Make Trick-or-Treating Healthy
Halloween brings out the kid in all of us. It's fun to get dressed up in a costume and parade around the neighborhood or go to a party. Treats are a part of the fun. However, treats don't have to be sticky, gooey candy.
When gathering the treats you will offer this year think about some possible low- calorie, low-fat options. Here are some ideas to get you started thinking:
· Sugar-free gum
· Cheese sticks
· Juice box packages
· Small packages of nuts or raisins
· Package of instant cocoa mix
· Peanuts in the shell
You could also consider giving some non-food treats such as stickers, balloons, crayons, pencils, colored chalk, erasers, whistles, baseball cards, rubber spiders or worms. A friend of mine used to give nickels, in today's economy that may need to be dimes.
Before kids leave for trick-or-treating make sure they eat a healthy snack or light meal. Make sure children eat a meal or snack before going trick-or-treating so they won't be tempted to dig into their bag of goodies before they get home.
When children get home, check the treats and keep only treats which are unopened. Be sure to inspect fruits and homemade goods for anything suspicious.
It's better to eat trick-or-treat candy over several days as a substitute for dessert or a few pieces along with a healthy snack.
Having a party for your children and a few friends can reduce safety concerns.
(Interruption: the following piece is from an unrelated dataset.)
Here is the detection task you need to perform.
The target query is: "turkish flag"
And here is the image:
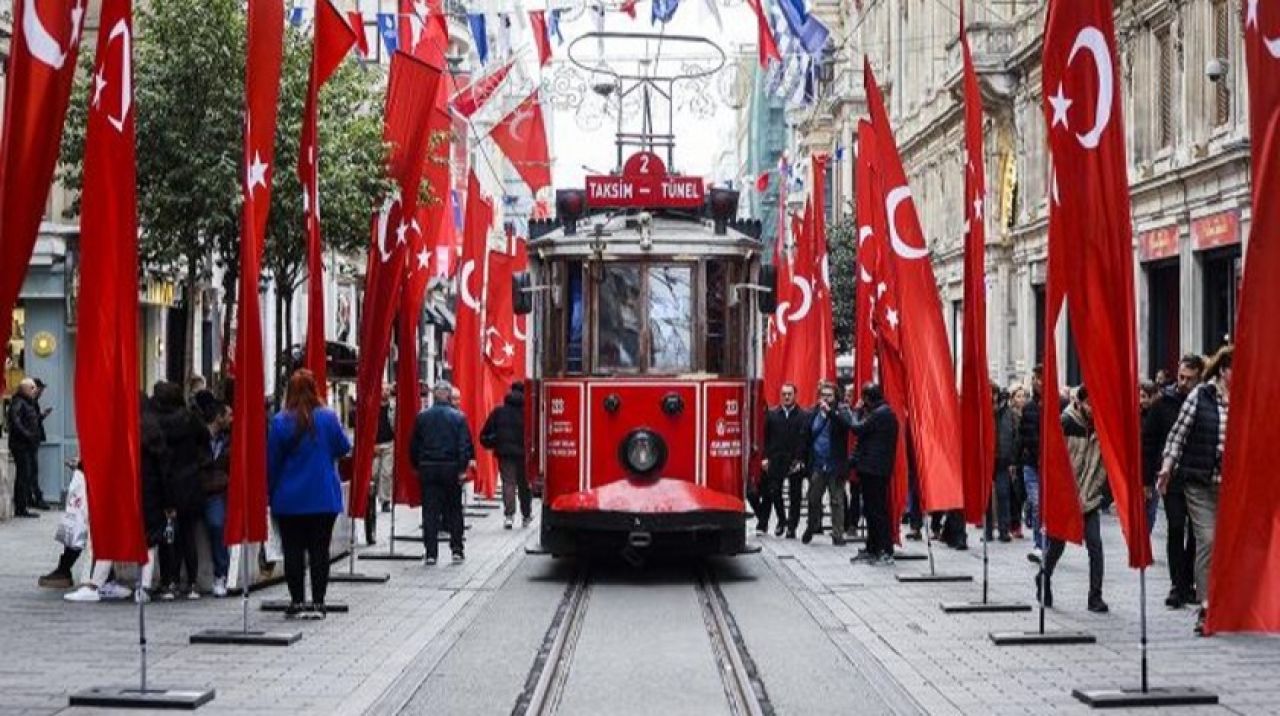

Some nutritious treats for your party could include popcorn, apples, grapes, bananas, unshelled peanuts, and not-too-sweet cookies.
Kids could help with making the treats like "Pizza Faces." Let kids arrange sliced olives, green peppers, mushrooms, pepperoni, and other things on English muffins brushed with tomato sauce. Top with grated cheese for "hair" and heat in the microwave or oven until the cheese melts.